Laurence felt his throat go dry and his lips stiffen, so that speech did not come quite readily.
"It lies with you to prevent that catastrophe," he answered. "Only be brave. Do as I ask you, and we can put all fear behind us for ever and a day. All the world may call me; I shall not go. It may howl at me, even, using foul names; but what does that matter? I have chosen. I abide by my choice."

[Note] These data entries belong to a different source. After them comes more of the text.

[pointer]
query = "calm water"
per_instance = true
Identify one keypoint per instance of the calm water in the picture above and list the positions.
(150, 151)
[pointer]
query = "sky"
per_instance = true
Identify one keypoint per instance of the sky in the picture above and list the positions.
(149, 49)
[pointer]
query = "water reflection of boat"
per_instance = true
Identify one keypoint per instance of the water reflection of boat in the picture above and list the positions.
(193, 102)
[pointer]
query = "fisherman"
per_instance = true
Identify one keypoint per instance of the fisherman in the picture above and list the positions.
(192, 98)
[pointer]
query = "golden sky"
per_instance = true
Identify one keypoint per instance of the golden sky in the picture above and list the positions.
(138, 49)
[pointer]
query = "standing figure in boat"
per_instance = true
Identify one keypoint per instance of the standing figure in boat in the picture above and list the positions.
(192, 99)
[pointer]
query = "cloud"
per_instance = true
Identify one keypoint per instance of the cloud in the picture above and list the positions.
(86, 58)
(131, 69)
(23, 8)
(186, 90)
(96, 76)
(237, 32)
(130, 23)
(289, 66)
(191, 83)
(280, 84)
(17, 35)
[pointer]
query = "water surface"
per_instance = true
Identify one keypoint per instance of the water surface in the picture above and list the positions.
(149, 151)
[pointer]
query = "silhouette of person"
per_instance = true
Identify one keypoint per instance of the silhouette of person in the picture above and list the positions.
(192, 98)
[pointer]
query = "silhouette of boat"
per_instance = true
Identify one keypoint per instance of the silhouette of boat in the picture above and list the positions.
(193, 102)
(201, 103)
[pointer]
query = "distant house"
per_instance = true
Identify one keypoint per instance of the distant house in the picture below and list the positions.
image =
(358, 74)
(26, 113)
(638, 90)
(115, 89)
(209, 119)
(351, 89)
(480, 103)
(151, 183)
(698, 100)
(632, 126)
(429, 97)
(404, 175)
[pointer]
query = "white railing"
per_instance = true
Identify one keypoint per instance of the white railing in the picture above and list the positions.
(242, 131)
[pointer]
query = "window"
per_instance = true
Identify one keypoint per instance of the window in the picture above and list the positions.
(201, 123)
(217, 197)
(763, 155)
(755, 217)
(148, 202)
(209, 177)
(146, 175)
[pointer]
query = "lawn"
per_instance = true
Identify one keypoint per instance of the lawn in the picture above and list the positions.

As he spoke she moved a little further from him, while the thunder growled and muttered in the north, and the lightning showed fitfully, as with the glare of a burning town, low down in the night sky.
"What has taken you, Laurence?" she asked. "You are strange in manner and in voice. I hardly know you thus. Yet indeed I would do anything you ask, however difficult, if that which you would have me do is not in itself sinful or wrong."
"And this is right," he declared; "incontestably, everlastingly right. Indeed, it is little more than bare justice—the restitution of that which was once ours, the paying of a long-owed debt. In past years happiness was snatched from us by jealous fate. Fate has repented—though late—and gives us back our happiness. We should be fools not to take it."
He stood by her holding out his hand, his eyes alight as with a dull flame, the determination of conquest very forceful in him.